Research output: Contribution to journalArticle

18 Scopus citations

Abstract

Objectives: Among the illicit stimulants, cocaine and amphetamines are the most widely abused. Although these drugs have similar psychoactive properties and routes of administration, their duration of action and mechanism of action are different, as are the psychiatric problems that accompany their use. The authors explored whether these differences and results of urine drug testing were associated with differences in use of psychiatric inpatient services. Methods: The records of 2,357 patients admitted to a large county psychiatric emergency service were examined to determine whether patients admitted for amphetamine-related or cocaine-related disorders differed in rates of transfer to an inpatient psychiatric ward or in length of stay on the ward after transfer. The authors also examined whether positive or negative results of urine drug screens predicted transfer or length of stay. Results: Patients with amphetamine-related disorders were more than a third more likely than patients with cocaine-related disorders to be transferred to the inpatient ward.
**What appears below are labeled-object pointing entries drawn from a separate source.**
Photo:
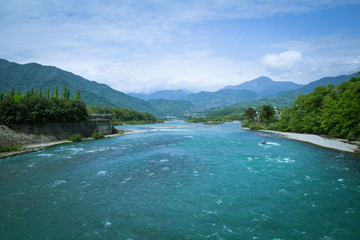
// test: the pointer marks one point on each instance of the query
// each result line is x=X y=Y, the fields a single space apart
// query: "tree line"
x=124 y=115
x=39 y=107
x=326 y=111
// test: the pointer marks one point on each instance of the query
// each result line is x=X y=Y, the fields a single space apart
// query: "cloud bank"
x=199 y=45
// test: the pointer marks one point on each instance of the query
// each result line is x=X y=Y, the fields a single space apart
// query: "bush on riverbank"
x=36 y=107
x=10 y=148
x=97 y=135
x=326 y=111
x=75 y=138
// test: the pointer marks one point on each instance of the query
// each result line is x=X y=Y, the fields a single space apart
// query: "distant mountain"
x=286 y=99
x=165 y=94
x=324 y=82
x=33 y=75
x=220 y=98
x=173 y=107
x=266 y=86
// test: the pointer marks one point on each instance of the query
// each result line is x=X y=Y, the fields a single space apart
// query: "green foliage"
x=267 y=114
x=121 y=131
x=124 y=115
x=27 y=76
x=75 y=138
x=327 y=110
x=97 y=135
x=10 y=148
x=77 y=95
x=38 y=108
x=250 y=114
x=197 y=120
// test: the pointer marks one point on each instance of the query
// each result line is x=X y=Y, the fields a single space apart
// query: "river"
x=181 y=181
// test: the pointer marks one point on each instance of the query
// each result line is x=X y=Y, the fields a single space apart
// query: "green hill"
x=33 y=75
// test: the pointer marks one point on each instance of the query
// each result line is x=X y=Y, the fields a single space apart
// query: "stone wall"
x=21 y=134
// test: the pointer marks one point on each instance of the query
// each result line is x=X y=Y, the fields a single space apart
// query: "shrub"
x=75 y=138
x=97 y=135
x=10 y=148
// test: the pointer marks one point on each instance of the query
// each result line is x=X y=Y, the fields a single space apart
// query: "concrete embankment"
x=24 y=134
x=333 y=143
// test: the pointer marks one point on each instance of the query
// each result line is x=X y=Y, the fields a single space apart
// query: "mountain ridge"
x=265 y=86
x=37 y=76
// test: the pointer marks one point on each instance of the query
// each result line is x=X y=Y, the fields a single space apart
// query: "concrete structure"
x=21 y=134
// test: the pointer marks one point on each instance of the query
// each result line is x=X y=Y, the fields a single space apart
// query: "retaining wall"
x=21 y=134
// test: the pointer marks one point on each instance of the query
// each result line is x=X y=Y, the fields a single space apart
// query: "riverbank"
x=40 y=146
x=332 y=143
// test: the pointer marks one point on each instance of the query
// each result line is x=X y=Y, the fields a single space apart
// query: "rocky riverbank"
x=332 y=143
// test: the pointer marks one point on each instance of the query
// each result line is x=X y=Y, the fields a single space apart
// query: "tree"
x=250 y=114
x=77 y=95
x=65 y=94
x=267 y=114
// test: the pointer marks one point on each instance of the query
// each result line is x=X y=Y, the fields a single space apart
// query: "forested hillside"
x=39 y=107
x=333 y=111
x=33 y=75
x=124 y=115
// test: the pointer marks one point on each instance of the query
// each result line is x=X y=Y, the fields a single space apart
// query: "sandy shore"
x=333 y=143
x=39 y=146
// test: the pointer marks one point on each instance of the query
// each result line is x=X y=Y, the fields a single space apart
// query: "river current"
x=181 y=181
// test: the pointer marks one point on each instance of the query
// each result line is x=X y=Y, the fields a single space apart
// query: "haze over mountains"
x=161 y=103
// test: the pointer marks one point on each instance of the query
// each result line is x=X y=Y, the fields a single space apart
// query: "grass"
x=75 y=138
x=10 y=148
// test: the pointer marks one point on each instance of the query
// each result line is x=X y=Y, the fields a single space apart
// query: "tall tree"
x=267 y=114
x=56 y=92
x=77 y=95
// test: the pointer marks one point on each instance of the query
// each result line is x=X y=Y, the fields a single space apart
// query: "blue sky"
x=149 y=45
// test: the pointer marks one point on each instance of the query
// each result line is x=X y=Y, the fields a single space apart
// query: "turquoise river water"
x=181 y=181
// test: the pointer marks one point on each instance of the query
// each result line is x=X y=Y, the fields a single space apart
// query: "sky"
x=198 y=45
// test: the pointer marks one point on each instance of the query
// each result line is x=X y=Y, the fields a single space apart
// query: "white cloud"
x=158 y=44
x=283 y=62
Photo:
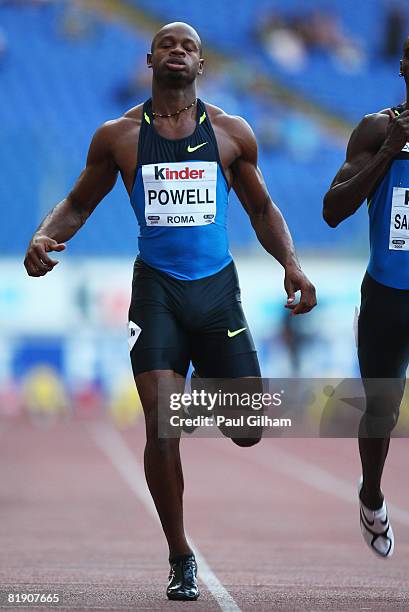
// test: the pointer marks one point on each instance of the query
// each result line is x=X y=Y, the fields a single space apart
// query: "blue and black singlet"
x=388 y=210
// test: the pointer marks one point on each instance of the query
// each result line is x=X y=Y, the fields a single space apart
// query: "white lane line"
x=112 y=444
x=319 y=478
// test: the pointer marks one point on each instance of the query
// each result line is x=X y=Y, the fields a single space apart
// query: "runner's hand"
x=37 y=262
x=295 y=280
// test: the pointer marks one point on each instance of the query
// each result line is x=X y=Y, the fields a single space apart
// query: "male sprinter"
x=178 y=158
x=377 y=168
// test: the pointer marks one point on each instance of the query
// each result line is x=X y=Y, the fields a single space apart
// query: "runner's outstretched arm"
x=267 y=220
x=63 y=221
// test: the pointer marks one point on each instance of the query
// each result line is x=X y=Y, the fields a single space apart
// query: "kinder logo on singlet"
x=180 y=194
x=162 y=174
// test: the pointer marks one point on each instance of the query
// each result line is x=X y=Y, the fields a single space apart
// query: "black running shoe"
x=182 y=579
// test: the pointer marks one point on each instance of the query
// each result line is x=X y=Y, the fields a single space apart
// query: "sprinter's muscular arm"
x=63 y=221
x=373 y=144
x=266 y=219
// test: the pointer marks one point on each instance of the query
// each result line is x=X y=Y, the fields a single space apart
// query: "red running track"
x=276 y=526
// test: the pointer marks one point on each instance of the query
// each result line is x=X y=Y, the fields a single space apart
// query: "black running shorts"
x=174 y=322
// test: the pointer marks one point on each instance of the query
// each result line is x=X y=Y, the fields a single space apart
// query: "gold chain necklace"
x=177 y=112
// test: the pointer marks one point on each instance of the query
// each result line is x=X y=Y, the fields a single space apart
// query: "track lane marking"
x=117 y=451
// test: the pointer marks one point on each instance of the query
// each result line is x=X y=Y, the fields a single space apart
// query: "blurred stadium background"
x=301 y=73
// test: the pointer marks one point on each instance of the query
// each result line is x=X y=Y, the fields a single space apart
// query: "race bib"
x=180 y=194
x=399 y=228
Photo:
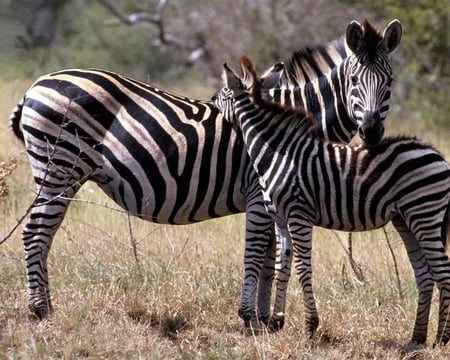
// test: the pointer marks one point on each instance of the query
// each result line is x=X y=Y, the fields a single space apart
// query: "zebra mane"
x=304 y=117
x=312 y=62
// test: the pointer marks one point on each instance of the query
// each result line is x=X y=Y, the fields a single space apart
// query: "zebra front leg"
x=258 y=234
x=443 y=332
x=423 y=277
x=301 y=235
x=284 y=245
x=45 y=218
x=266 y=280
x=439 y=264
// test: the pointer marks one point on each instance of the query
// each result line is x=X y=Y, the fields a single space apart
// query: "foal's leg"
x=259 y=227
x=283 y=274
x=424 y=280
x=265 y=282
x=302 y=242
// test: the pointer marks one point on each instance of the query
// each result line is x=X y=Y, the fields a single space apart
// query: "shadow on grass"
x=169 y=326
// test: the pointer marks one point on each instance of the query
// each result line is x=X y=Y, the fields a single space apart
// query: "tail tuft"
x=14 y=120
x=446 y=228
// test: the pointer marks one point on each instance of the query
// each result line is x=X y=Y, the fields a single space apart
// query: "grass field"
x=177 y=297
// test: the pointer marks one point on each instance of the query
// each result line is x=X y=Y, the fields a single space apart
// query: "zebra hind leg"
x=424 y=280
x=301 y=235
x=284 y=243
x=265 y=282
x=45 y=218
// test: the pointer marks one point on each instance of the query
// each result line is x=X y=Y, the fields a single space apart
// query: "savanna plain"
x=123 y=288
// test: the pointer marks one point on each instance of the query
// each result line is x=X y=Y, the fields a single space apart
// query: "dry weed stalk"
x=6 y=168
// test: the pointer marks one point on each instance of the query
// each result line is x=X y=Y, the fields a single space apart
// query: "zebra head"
x=368 y=76
x=234 y=85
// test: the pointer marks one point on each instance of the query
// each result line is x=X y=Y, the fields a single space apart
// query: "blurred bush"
x=267 y=30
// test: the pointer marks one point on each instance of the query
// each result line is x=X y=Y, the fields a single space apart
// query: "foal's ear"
x=392 y=36
x=230 y=79
x=354 y=36
x=272 y=76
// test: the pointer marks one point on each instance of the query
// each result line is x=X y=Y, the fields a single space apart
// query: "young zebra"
x=307 y=182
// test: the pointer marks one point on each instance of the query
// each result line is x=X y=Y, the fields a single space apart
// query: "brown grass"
x=178 y=297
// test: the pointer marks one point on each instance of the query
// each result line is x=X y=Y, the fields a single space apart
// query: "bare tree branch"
x=198 y=50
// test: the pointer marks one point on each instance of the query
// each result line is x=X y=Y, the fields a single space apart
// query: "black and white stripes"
x=161 y=157
x=307 y=182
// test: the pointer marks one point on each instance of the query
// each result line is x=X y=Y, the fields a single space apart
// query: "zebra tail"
x=14 y=120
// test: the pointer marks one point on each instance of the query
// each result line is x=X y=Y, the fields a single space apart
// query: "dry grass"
x=178 y=298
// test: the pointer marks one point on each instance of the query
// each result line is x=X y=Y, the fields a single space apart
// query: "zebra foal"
x=308 y=182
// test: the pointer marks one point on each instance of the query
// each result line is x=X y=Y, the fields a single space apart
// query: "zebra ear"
x=272 y=76
x=392 y=36
x=229 y=78
x=354 y=36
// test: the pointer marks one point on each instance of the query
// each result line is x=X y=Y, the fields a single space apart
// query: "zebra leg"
x=440 y=268
x=45 y=218
x=423 y=277
x=283 y=274
x=258 y=234
x=301 y=235
x=266 y=280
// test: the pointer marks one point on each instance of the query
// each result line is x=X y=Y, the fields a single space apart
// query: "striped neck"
x=269 y=130
x=325 y=98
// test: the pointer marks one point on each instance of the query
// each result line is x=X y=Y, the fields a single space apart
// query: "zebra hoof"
x=441 y=341
x=42 y=312
x=276 y=322
x=264 y=319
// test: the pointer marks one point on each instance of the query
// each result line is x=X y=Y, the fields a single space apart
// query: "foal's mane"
x=304 y=117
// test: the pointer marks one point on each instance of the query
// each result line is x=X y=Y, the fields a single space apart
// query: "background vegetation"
x=177 y=296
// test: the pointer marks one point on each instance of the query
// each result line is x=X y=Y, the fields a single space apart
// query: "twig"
x=399 y=286
x=355 y=266
x=134 y=244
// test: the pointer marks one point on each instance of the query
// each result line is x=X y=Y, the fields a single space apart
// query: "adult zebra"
x=159 y=156
x=354 y=95
x=309 y=182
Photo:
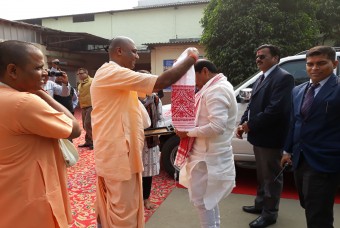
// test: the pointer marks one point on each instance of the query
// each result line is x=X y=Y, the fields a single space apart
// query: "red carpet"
x=82 y=186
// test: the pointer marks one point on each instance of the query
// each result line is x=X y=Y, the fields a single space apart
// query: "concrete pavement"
x=177 y=212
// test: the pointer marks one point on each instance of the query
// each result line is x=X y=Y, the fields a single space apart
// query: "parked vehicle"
x=243 y=152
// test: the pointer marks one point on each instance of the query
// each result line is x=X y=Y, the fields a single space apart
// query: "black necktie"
x=308 y=100
x=259 y=82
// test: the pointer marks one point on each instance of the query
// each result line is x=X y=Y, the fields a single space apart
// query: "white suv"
x=243 y=152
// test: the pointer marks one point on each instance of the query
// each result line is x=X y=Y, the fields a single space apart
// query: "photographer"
x=55 y=68
x=53 y=88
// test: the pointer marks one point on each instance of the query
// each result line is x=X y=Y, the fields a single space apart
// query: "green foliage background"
x=232 y=30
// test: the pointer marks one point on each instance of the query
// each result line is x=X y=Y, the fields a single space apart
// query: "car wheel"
x=168 y=155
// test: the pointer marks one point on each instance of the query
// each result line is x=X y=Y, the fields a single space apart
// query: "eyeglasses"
x=260 y=57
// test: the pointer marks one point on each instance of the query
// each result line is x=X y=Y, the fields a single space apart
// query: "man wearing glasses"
x=266 y=121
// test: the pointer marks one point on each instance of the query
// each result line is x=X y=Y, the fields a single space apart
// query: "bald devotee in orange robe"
x=33 y=179
x=118 y=132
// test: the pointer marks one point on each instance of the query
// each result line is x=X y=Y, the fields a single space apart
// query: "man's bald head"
x=123 y=51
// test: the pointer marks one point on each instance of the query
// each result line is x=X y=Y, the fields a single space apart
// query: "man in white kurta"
x=209 y=173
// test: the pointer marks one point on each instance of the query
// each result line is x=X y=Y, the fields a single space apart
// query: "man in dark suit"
x=313 y=142
x=266 y=123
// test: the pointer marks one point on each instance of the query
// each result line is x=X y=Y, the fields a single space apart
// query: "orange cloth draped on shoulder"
x=33 y=179
x=118 y=136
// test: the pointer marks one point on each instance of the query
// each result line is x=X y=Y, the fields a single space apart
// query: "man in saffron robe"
x=118 y=136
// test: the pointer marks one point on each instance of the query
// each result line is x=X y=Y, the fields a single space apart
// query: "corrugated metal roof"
x=173 y=4
x=197 y=2
x=174 y=42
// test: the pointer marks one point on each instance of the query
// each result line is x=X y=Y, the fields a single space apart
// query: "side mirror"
x=245 y=94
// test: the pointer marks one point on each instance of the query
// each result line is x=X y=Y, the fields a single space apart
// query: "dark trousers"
x=86 y=118
x=147 y=183
x=268 y=192
x=317 y=192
Patients with negative urine screens were a third more likely than those with positive screens to be transferred and stayed slightly longer on the ward after transfer. Patients with cocaine-related disorders stayed slightly longer on the ward than patients with amphetamine-related disorders. Conclusions: Patients with amphetamine-related disorders have higher rates of psychiatric hospitalization than patients with cocaine-related disorders. Diagnostic uncertainty and other factors may also influence transfer rates and subsequent length of stay.

Original languageEnglish (US)
Pages (from-to)1461-1466
Number of pages6
JournalPsychiatric Services
Volume53
Issue number11
DOIs
StatePublished - Nov 1 2002

ASJC Scopus subject areas

  • Psychiatry and Mental health
  • Public Health, Environmental and Occupational Health
  • Health(social science)
  • Health Professions(all)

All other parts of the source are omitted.